Example of an interceptor

In the field of software development, an interceptor pattern is a software design pattern that is used when software systems or frameworks want to offer a way to change, or augment, their usual processing cycle. For example, a (simplified) typical processing sequence for a web-server is to receive a URI from the browser, map it to a file on disk, open the file and send its contents to the browser. Any of these steps could be replaced or changed, e.g. by replacing the way URIs are mapped to filenames, or by inserting a new step which processes the files contents.

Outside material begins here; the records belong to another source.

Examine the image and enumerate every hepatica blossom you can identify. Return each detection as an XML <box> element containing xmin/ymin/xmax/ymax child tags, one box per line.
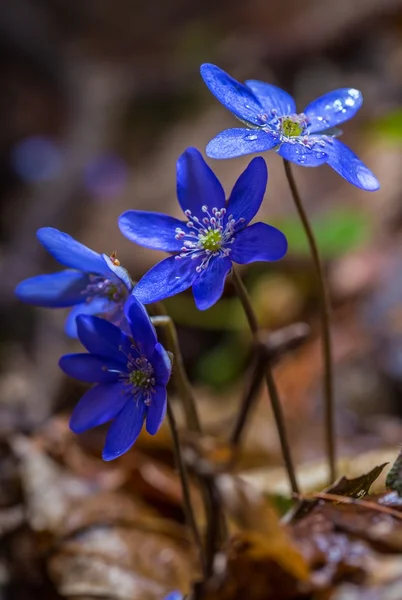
<box><xmin>200</xmin><ymin>63</ymin><xmax>379</xmax><ymax>191</ymax></box>
<box><xmin>15</xmin><ymin>227</ymin><xmax>132</xmax><ymax>337</ymax></box>
<box><xmin>119</xmin><ymin>148</ymin><xmax>287</xmax><ymax>310</ymax></box>
<box><xmin>59</xmin><ymin>296</ymin><xmax>172</xmax><ymax>460</ymax></box>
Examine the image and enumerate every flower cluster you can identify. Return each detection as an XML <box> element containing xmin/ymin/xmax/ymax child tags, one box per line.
<box><xmin>15</xmin><ymin>61</ymin><xmax>380</xmax><ymax>465</ymax></box>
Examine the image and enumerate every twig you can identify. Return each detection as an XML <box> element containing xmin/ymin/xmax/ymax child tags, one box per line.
<box><xmin>294</xmin><ymin>491</ymin><xmax>402</xmax><ymax>521</ymax></box>
<box><xmin>231</xmin><ymin>267</ymin><xmax>299</xmax><ymax>495</ymax></box>
<box><xmin>230</xmin><ymin>351</ymin><xmax>266</xmax><ymax>447</ymax></box>
<box><xmin>167</xmin><ymin>401</ymin><xmax>206</xmax><ymax>576</ymax></box>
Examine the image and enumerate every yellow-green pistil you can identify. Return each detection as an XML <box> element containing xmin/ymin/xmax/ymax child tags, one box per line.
<box><xmin>281</xmin><ymin>117</ymin><xmax>304</xmax><ymax>138</ymax></box>
<box><xmin>199</xmin><ymin>229</ymin><xmax>222</xmax><ymax>252</ymax></box>
<box><xmin>129</xmin><ymin>370</ymin><xmax>150</xmax><ymax>387</ymax></box>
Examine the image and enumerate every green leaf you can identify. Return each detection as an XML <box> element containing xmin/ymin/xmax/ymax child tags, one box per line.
<box><xmin>370</xmin><ymin>108</ymin><xmax>402</xmax><ymax>144</ymax></box>
<box><xmin>271</xmin><ymin>207</ymin><xmax>371</xmax><ymax>259</ymax></box>
<box><xmin>196</xmin><ymin>336</ymin><xmax>247</xmax><ymax>388</ymax></box>
<box><xmin>163</xmin><ymin>295</ymin><xmax>247</xmax><ymax>331</ymax></box>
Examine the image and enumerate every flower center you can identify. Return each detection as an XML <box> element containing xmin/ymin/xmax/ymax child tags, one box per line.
<box><xmin>117</xmin><ymin>346</ymin><xmax>156</xmax><ymax>406</ymax></box>
<box><xmin>84</xmin><ymin>275</ymin><xmax>128</xmax><ymax>303</ymax></box>
<box><xmin>129</xmin><ymin>369</ymin><xmax>150</xmax><ymax>387</ymax></box>
<box><xmin>264</xmin><ymin>111</ymin><xmax>309</xmax><ymax>142</ymax></box>
<box><xmin>281</xmin><ymin>116</ymin><xmax>304</xmax><ymax>137</ymax></box>
<box><xmin>174</xmin><ymin>206</ymin><xmax>245</xmax><ymax>273</ymax></box>
<box><xmin>199</xmin><ymin>229</ymin><xmax>222</xmax><ymax>252</ymax></box>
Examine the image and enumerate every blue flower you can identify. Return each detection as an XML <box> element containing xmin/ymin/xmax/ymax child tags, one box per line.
<box><xmin>200</xmin><ymin>63</ymin><xmax>379</xmax><ymax>192</ymax></box>
<box><xmin>163</xmin><ymin>593</ymin><xmax>184</xmax><ymax>600</ymax></box>
<box><xmin>15</xmin><ymin>227</ymin><xmax>133</xmax><ymax>337</ymax></box>
<box><xmin>59</xmin><ymin>295</ymin><xmax>172</xmax><ymax>460</ymax></box>
<box><xmin>118</xmin><ymin>148</ymin><xmax>287</xmax><ymax>310</ymax></box>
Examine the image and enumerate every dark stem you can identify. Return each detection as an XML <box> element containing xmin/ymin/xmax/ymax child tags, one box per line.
<box><xmin>151</xmin><ymin>306</ymin><xmax>202</xmax><ymax>433</ymax></box>
<box><xmin>166</xmin><ymin>401</ymin><xmax>206</xmax><ymax>576</ymax></box>
<box><xmin>203</xmin><ymin>475</ymin><xmax>223</xmax><ymax>577</ymax></box>
<box><xmin>231</xmin><ymin>267</ymin><xmax>299</xmax><ymax>495</ymax></box>
<box><xmin>230</xmin><ymin>351</ymin><xmax>266</xmax><ymax>447</ymax></box>
<box><xmin>282</xmin><ymin>159</ymin><xmax>335</xmax><ymax>483</ymax></box>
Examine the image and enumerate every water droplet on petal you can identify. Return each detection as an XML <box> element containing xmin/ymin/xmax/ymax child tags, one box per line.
<box><xmin>246</xmin><ymin>134</ymin><xmax>258</xmax><ymax>141</ymax></box>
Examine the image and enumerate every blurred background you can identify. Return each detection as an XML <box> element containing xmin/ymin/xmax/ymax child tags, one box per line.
<box><xmin>1</xmin><ymin>0</ymin><xmax>402</xmax><ymax>491</ymax></box>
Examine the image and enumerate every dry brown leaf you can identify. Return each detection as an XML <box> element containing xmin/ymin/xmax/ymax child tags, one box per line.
<box><xmin>49</xmin><ymin>523</ymin><xmax>194</xmax><ymax>600</ymax></box>
<box><xmin>205</xmin><ymin>532</ymin><xmax>310</xmax><ymax>600</ymax></box>
<box><xmin>242</xmin><ymin>448</ymin><xmax>394</xmax><ymax>497</ymax></box>
<box><xmin>48</xmin><ymin>491</ymin><xmax>197</xmax><ymax>599</ymax></box>
<box><xmin>216</xmin><ymin>474</ymin><xmax>309</xmax><ymax>583</ymax></box>
<box><xmin>287</xmin><ymin>463</ymin><xmax>388</xmax><ymax>523</ymax></box>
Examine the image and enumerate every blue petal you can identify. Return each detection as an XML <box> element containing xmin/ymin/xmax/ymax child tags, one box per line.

Key aspects of the pattern are that the change is transparent and used automatically. In essence, the rest of the system does not have to know something has been added or changed and can keep working as before. To facilitate this, a predefined interface for extension has to be implemented, some kind of dispatching mechanism is required where interceptors are registered (this may be dynamic, at runtime, or static, e.g. through configuration files) and context objects are provided, which allow access to the framework's internal state.

== Uses and context ==
Typical users of this pattern are web-servers (as mentioned above), object- and message-oriented middleware

An example of implementation of this pattern is the javax.servlet.Filter interface, which is part of Java Platform, Enterprise Edition.

Aspect-oriented programming (AOP) can also be used in some situations to provide the capability of an interceptor, although AOP doesn't use the elements typically defined for the interceptor pattern.